At first, it would seem that this lends itself very well for relational databases. A row in a table would be the object to be described and columns are the properties. The intersection is the value. However, the problem - and strength of RDF - is that you can have any number of properties for an object. Basically, you could have any number of columns and sometimes, the property value is not just a value - it can be a database row in itself or even a set of rows.. or a set of values.
The app I wrote mapped arbitrary RDF files to relational databases and back as well as provided an API to perform queries on the data. The result of the queries were RDF graphs in themselves.

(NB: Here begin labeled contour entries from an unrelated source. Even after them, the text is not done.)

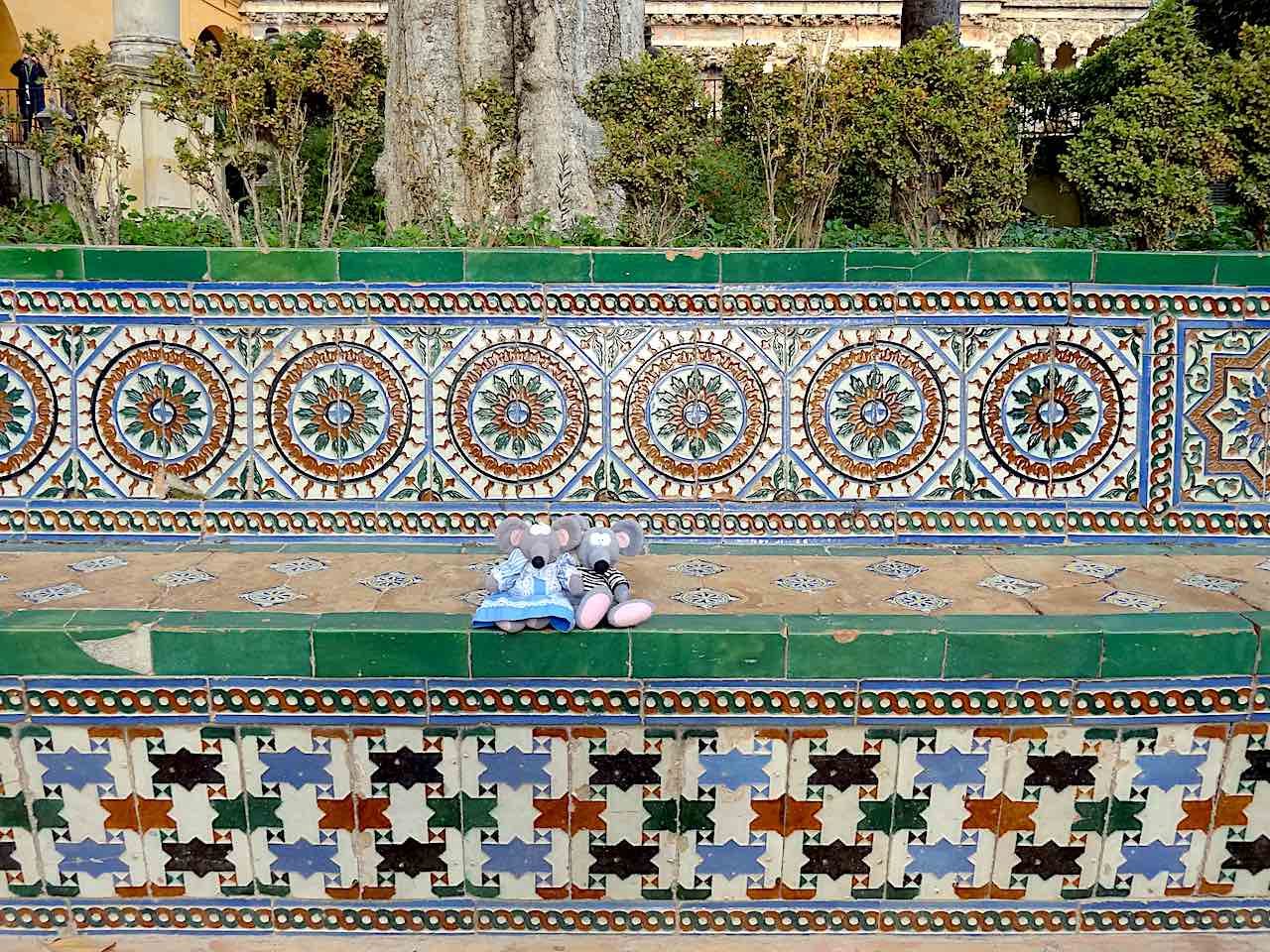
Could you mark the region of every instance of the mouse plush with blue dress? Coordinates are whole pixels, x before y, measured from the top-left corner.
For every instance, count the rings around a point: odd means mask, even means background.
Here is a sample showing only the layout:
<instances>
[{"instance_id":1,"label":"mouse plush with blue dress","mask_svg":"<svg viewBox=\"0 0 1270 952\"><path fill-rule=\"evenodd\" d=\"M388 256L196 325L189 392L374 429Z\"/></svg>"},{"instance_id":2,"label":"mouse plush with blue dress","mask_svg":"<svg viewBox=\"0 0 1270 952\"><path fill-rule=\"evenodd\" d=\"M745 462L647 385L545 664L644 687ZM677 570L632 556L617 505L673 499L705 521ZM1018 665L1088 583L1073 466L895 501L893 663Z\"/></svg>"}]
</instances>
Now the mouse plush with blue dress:
<instances>
[{"instance_id":1,"label":"mouse plush with blue dress","mask_svg":"<svg viewBox=\"0 0 1270 952\"><path fill-rule=\"evenodd\" d=\"M574 626L574 607L569 600L569 576L578 562L570 555L582 541L585 523L565 515L550 526L503 519L494 536L507 559L485 578L489 592L476 614L474 628L525 628L569 631Z\"/></svg>"}]
</instances>

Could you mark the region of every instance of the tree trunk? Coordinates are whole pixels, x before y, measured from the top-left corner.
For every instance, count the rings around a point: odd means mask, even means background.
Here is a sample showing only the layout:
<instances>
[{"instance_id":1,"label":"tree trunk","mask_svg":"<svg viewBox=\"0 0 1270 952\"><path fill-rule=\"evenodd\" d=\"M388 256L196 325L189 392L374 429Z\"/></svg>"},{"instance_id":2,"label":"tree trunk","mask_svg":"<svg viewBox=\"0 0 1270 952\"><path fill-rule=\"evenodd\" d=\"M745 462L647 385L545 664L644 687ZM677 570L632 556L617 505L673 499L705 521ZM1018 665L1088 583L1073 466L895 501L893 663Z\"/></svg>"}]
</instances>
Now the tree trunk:
<instances>
[{"instance_id":1,"label":"tree trunk","mask_svg":"<svg viewBox=\"0 0 1270 952\"><path fill-rule=\"evenodd\" d=\"M939 25L949 23L961 32L961 0L904 0L899 20L899 44L925 37Z\"/></svg>"},{"instance_id":2,"label":"tree trunk","mask_svg":"<svg viewBox=\"0 0 1270 952\"><path fill-rule=\"evenodd\" d=\"M603 216L591 166L603 136L578 96L598 72L639 55L643 0L389 0L387 117L376 169L390 227L461 213L455 151L481 129L464 90L499 79L517 100L525 165L517 208Z\"/></svg>"}]
</instances>

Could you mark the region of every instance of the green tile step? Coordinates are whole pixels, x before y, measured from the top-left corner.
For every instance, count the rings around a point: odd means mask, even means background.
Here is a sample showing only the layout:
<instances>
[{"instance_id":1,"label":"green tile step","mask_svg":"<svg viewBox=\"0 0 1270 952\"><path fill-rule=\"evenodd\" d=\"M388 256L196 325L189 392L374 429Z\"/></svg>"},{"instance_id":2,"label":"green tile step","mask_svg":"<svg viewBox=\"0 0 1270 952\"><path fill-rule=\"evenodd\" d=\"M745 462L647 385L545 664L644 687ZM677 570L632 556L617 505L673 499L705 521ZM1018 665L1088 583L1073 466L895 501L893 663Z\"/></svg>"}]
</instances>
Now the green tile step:
<instances>
[{"instance_id":1,"label":"green tile step","mask_svg":"<svg viewBox=\"0 0 1270 952\"><path fill-rule=\"evenodd\" d=\"M312 626L319 678L466 678L466 614L352 612Z\"/></svg>"},{"instance_id":2,"label":"green tile step","mask_svg":"<svg viewBox=\"0 0 1270 952\"><path fill-rule=\"evenodd\" d=\"M794 614L790 678L939 678L947 640L942 618L912 614Z\"/></svg>"},{"instance_id":3,"label":"green tile step","mask_svg":"<svg viewBox=\"0 0 1270 952\"><path fill-rule=\"evenodd\" d=\"M1087 616L951 616L944 677L1097 678L1102 628Z\"/></svg>"},{"instance_id":4,"label":"green tile step","mask_svg":"<svg viewBox=\"0 0 1270 952\"><path fill-rule=\"evenodd\" d=\"M659 614L631 630L471 630L467 613L0 613L0 675L1132 679L1270 674L1270 612ZM1260 659L1260 661L1259 661Z\"/></svg>"},{"instance_id":5,"label":"green tile step","mask_svg":"<svg viewBox=\"0 0 1270 952\"><path fill-rule=\"evenodd\" d=\"M777 614L662 614L631 628L634 678L781 678Z\"/></svg>"},{"instance_id":6,"label":"green tile step","mask_svg":"<svg viewBox=\"0 0 1270 952\"><path fill-rule=\"evenodd\" d=\"M1096 621L1102 627L1104 678L1251 674L1256 664L1257 628L1238 614L1115 614Z\"/></svg>"}]
</instances>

While this was quite cool, it turned out to be quite difficult to turn the query result graphs into meaningful stuff in a user interface. Also, queries on the RDF graphs could turn out to be extremely complex SQL queries... Most of these problems were eventually solved but the code wasn't used directly for any real world app, except heavily modified as a metadata database for a web publishing system.
A markup weenie rebuts. (Score:4, Interesting)

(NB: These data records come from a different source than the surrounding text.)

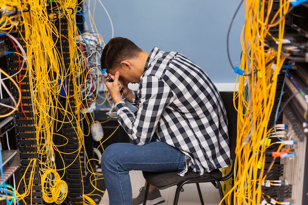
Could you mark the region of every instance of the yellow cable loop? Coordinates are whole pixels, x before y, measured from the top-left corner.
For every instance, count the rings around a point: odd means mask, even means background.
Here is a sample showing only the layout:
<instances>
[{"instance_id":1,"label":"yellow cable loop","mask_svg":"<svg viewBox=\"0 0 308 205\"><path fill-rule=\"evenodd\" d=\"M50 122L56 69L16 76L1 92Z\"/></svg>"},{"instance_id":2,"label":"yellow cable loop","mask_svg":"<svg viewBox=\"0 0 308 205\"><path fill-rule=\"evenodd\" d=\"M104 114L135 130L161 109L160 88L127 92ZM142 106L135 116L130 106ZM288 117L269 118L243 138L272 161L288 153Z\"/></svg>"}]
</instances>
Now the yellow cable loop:
<instances>
[{"instance_id":1,"label":"yellow cable loop","mask_svg":"<svg viewBox=\"0 0 308 205\"><path fill-rule=\"evenodd\" d=\"M283 17L289 7L288 1L280 0L279 9L270 18L269 13L274 3L273 0L246 0L244 3L245 24L241 36L243 53L240 67L245 70L245 75L237 77L238 91L234 96L238 100L237 106L235 105L238 111L238 136L234 186L225 196L230 201L233 193L234 205L259 205L266 197L261 186L267 172L264 165L265 152L268 146L264 142L272 131L268 129L268 122L273 111L278 74L285 58L281 55L281 42L277 51L266 49L264 44L273 27L278 28L277 41L283 39ZM274 62L271 62L274 58ZM274 65L275 70L272 69Z\"/></svg>"}]
</instances>

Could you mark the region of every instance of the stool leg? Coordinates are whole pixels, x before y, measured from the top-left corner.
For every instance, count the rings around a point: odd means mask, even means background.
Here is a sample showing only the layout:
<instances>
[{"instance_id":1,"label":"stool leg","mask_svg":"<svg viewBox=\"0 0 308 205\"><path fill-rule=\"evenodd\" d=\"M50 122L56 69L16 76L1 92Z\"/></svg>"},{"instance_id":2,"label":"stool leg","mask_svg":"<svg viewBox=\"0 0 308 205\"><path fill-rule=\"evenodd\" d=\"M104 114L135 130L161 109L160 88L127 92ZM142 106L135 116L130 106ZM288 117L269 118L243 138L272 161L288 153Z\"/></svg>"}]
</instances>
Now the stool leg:
<instances>
[{"instance_id":1,"label":"stool leg","mask_svg":"<svg viewBox=\"0 0 308 205\"><path fill-rule=\"evenodd\" d=\"M143 199L143 205L147 205L147 199L148 199L148 193L149 193L149 188L150 188L150 184L147 182L147 185L146 186L146 193L144 195L144 199Z\"/></svg>"},{"instance_id":2,"label":"stool leg","mask_svg":"<svg viewBox=\"0 0 308 205\"><path fill-rule=\"evenodd\" d=\"M197 185L197 189L198 189L198 193L199 194L199 197L200 197L200 201L201 202L201 205L204 205L203 198L202 197L202 194L201 194L201 190L200 188L200 185L199 185L199 183L196 183L196 185Z\"/></svg>"}]
</instances>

But these are critiques directed at the hype machine, not the specification. This is really distressing me. The machine is so efficient that there are API's for XML (which shall remain nameless) being written and optimized for message passing which cannot handle mixed content as a matter of design. As though it were somehow so useful in this area that a section of the spec should be tossed to make it efficient. As though there weren't already gallons of ink being spilled on EDI, etc.
XML was not designed to replace S-expressions, to facilitate cross-platform communications, revolutionize EDI or DBMs, to theorize about language design, yada, yada. XML is just that, an Extensible bloody Markup Language, a document tagging scheme. In this regard it is a tremendous advance. It is 80% less suck, by volume, than what went before. If you think your XML parser is bloated, have a look at any SGML parser. Part of what gets stripped out is tag minimization, the absence of which another poster complained about.

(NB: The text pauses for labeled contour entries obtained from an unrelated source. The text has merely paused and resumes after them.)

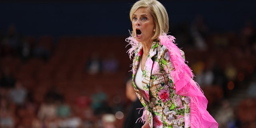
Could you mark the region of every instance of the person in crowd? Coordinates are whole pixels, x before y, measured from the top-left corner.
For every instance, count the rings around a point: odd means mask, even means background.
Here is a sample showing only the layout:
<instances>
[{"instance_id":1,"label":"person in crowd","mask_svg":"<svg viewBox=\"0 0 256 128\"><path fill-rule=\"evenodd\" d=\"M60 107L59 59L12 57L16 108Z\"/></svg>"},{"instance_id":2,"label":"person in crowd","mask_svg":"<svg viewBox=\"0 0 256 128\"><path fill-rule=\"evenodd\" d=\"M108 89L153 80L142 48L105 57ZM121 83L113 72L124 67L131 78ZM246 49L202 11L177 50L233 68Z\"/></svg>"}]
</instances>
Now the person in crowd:
<instances>
[{"instance_id":1,"label":"person in crowd","mask_svg":"<svg viewBox=\"0 0 256 128\"><path fill-rule=\"evenodd\" d=\"M126 40L130 57L134 56L132 84L144 106L142 128L218 128L184 52L167 34L164 6L156 0L139 0L130 16L133 31Z\"/></svg>"}]
</instances>

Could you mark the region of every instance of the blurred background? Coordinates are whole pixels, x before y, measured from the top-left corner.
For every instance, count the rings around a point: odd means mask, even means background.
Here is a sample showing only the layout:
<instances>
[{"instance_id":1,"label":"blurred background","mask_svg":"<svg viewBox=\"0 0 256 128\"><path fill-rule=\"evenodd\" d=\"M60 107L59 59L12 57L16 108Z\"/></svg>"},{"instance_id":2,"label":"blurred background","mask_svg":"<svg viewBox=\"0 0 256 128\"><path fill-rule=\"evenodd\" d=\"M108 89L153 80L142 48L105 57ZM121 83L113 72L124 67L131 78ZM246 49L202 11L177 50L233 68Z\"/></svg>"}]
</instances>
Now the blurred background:
<instances>
[{"instance_id":1,"label":"blurred background","mask_svg":"<svg viewBox=\"0 0 256 128\"><path fill-rule=\"evenodd\" d=\"M219 128L256 128L256 2L159 0ZM1 0L0 127L122 128L135 0Z\"/></svg>"}]
</instances>

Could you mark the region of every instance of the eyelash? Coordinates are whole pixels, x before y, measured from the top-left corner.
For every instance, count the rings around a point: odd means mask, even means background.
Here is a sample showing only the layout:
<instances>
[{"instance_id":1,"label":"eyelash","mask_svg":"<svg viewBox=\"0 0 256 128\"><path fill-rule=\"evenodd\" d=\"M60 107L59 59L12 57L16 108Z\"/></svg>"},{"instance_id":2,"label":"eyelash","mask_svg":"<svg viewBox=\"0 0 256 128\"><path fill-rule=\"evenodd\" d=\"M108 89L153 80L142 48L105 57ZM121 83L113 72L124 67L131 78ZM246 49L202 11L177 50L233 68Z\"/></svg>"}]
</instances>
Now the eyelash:
<instances>
[{"instance_id":1,"label":"eyelash","mask_svg":"<svg viewBox=\"0 0 256 128\"><path fill-rule=\"evenodd\" d=\"M136 21L138 20L138 19L136 17L134 17L133 18L133 20ZM142 18L141 18L141 20L142 21L144 21L144 20L147 20L147 18L146 18L146 17L142 17Z\"/></svg>"}]
</instances>

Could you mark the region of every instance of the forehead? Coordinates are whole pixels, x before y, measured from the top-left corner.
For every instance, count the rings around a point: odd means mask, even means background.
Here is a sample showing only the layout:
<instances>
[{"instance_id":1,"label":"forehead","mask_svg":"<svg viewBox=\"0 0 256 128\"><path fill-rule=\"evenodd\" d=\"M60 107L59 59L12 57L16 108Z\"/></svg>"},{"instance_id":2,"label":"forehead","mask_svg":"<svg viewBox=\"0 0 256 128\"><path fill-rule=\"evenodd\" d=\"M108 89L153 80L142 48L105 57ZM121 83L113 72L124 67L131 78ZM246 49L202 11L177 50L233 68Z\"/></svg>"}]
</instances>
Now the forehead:
<instances>
[{"instance_id":1,"label":"forehead","mask_svg":"<svg viewBox=\"0 0 256 128\"><path fill-rule=\"evenodd\" d=\"M134 13L133 15L137 15L138 14L146 14L150 16L150 10L148 8L138 8Z\"/></svg>"}]
</instances>

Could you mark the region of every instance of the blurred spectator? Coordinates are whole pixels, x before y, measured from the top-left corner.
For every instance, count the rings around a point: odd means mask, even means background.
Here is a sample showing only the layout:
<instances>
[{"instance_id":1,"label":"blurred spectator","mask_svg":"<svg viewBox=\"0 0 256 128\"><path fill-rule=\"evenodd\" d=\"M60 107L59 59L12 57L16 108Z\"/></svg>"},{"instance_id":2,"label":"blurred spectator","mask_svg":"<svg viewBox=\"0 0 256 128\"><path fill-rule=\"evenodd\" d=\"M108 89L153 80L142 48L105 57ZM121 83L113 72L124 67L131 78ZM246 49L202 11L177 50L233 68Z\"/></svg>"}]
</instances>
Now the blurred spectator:
<instances>
[{"instance_id":1,"label":"blurred spectator","mask_svg":"<svg viewBox=\"0 0 256 128\"><path fill-rule=\"evenodd\" d=\"M57 117L57 102L61 101L62 96L53 87L46 93L44 102L40 105L38 116L42 121L51 120Z\"/></svg>"},{"instance_id":2,"label":"blurred spectator","mask_svg":"<svg viewBox=\"0 0 256 128\"><path fill-rule=\"evenodd\" d=\"M64 100L57 102L57 116L62 118L66 118L70 116L70 107Z\"/></svg>"},{"instance_id":3,"label":"blurred spectator","mask_svg":"<svg viewBox=\"0 0 256 128\"><path fill-rule=\"evenodd\" d=\"M144 124L137 120L142 116L143 112L140 112L139 108L142 108L144 106L135 93L131 79L130 79L126 82L126 97L132 101L132 104L128 107L128 111L127 112L127 115L124 123L123 128L141 128Z\"/></svg>"},{"instance_id":4,"label":"blurred spectator","mask_svg":"<svg viewBox=\"0 0 256 128\"><path fill-rule=\"evenodd\" d=\"M85 92L83 92L81 94L76 98L76 106L80 108L85 108L91 104L91 100Z\"/></svg>"},{"instance_id":5,"label":"blurred spectator","mask_svg":"<svg viewBox=\"0 0 256 128\"><path fill-rule=\"evenodd\" d=\"M104 114L102 117L103 128L116 128L116 120L115 116L113 114Z\"/></svg>"},{"instance_id":6,"label":"blurred spectator","mask_svg":"<svg viewBox=\"0 0 256 128\"><path fill-rule=\"evenodd\" d=\"M12 116L14 113L8 100L2 97L0 99L0 127L14 128L15 122Z\"/></svg>"},{"instance_id":7,"label":"blurred spectator","mask_svg":"<svg viewBox=\"0 0 256 128\"><path fill-rule=\"evenodd\" d=\"M26 38L24 37L21 39L18 53L21 59L26 62L31 55L32 46L28 41Z\"/></svg>"},{"instance_id":8,"label":"blurred spectator","mask_svg":"<svg viewBox=\"0 0 256 128\"><path fill-rule=\"evenodd\" d=\"M10 88L14 87L16 79L8 68L4 68L2 78L0 79L0 87Z\"/></svg>"},{"instance_id":9,"label":"blurred spectator","mask_svg":"<svg viewBox=\"0 0 256 128\"><path fill-rule=\"evenodd\" d=\"M207 48L205 38L208 36L208 30L203 16L198 15L192 23L191 28L191 35L194 38L196 48L204 50Z\"/></svg>"},{"instance_id":10,"label":"blurred spectator","mask_svg":"<svg viewBox=\"0 0 256 128\"><path fill-rule=\"evenodd\" d=\"M241 44L248 46L251 46L253 42L255 30L251 20L246 20L245 24L241 32L242 42Z\"/></svg>"},{"instance_id":11,"label":"blurred spectator","mask_svg":"<svg viewBox=\"0 0 256 128\"><path fill-rule=\"evenodd\" d=\"M7 34L6 37L8 40L7 45L10 46L15 52L17 51L19 46L19 36L17 32L15 25L14 24L10 25L8 28Z\"/></svg>"},{"instance_id":12,"label":"blurred spectator","mask_svg":"<svg viewBox=\"0 0 256 128\"><path fill-rule=\"evenodd\" d=\"M98 53L93 53L86 64L86 72L92 75L100 72L102 70L102 62L101 59Z\"/></svg>"},{"instance_id":13,"label":"blurred spectator","mask_svg":"<svg viewBox=\"0 0 256 128\"><path fill-rule=\"evenodd\" d=\"M112 112L112 109L107 101L108 96L103 92L101 87L95 87L96 92L91 95L91 106L94 110L94 114L100 115Z\"/></svg>"},{"instance_id":14,"label":"blurred spectator","mask_svg":"<svg viewBox=\"0 0 256 128\"><path fill-rule=\"evenodd\" d=\"M106 73L114 73L118 68L118 62L114 53L109 53L102 63L103 70Z\"/></svg>"},{"instance_id":15,"label":"blurred spectator","mask_svg":"<svg viewBox=\"0 0 256 128\"><path fill-rule=\"evenodd\" d=\"M41 44L37 44L34 48L33 55L36 57L41 58L46 61L50 57L50 52L41 46Z\"/></svg>"},{"instance_id":16,"label":"blurred spectator","mask_svg":"<svg viewBox=\"0 0 256 128\"><path fill-rule=\"evenodd\" d=\"M15 83L14 88L9 92L9 97L11 100L18 106L23 106L27 96L27 90L23 87L20 81Z\"/></svg>"},{"instance_id":17,"label":"blurred spectator","mask_svg":"<svg viewBox=\"0 0 256 128\"><path fill-rule=\"evenodd\" d=\"M235 128L234 110L228 101L222 101L222 106L216 114L215 119L219 124L219 128Z\"/></svg>"}]
</instances>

Hey, its text and not binary because I need to write it and read it. Yes, Virginia, I've got 400 users tagging XML in flat-file editors. They complained about the loss of tag-minimization, too. But my svelte little Xerces needs a hand to stay so lean.
The goal is to get structural and semantic information into my documents. (Yes, it's data, but a special kind of data called a document. You can call the message your passing a document, and use XML to format it, but there is some overhead the hype machine may not have emphasised in their rush to market.) I also strive to eliminate formatting or presentation instructions from the document (or hide them in PIs) to facilitate multi-target outputs. This lets my typesetters typeset and my data-entry people enter data.
XML is designed to bring something of this model to the web. HTML is too presentation oriented. SGML is too bulky. That's what it do, babe. I take a single source file from somewhere on the filesystem, incorporate pieces from elsewhere (entity resolution, DB queries, etc.), turn it into one of five possible outputs. I use two different pagination engines with different proprietary formatting macros, XSL(T|FO), or a trap door on the bottom to dump pretty-printed ASCII. Its a publishing tool.
Re:A markup weenie rebuts. (Score:2, Insightful)
XSL is also cool, once you climb the steep learning curve and bend your mind around it's declarative style.
As for native xml db's - that is probably mostly hype.
performance (Score:3, Funny)
Re:XML == bad job (Score:2)
Perhaps your opinion does not count for very much if you don't know enough about the subject you are prattling on about that you have to make such an inane statement.
SGML predated UTF by at least a decade. SGML also predated the fad for reading Chomsky in the compiler writing community. The original SGML 'standard' is more or less documentation of Goldfarb's original code (COBOL from the looks of the spec).
XML is a cleanup of SGML which removes the more demented parts of the original architecture. The DTDs are one such part.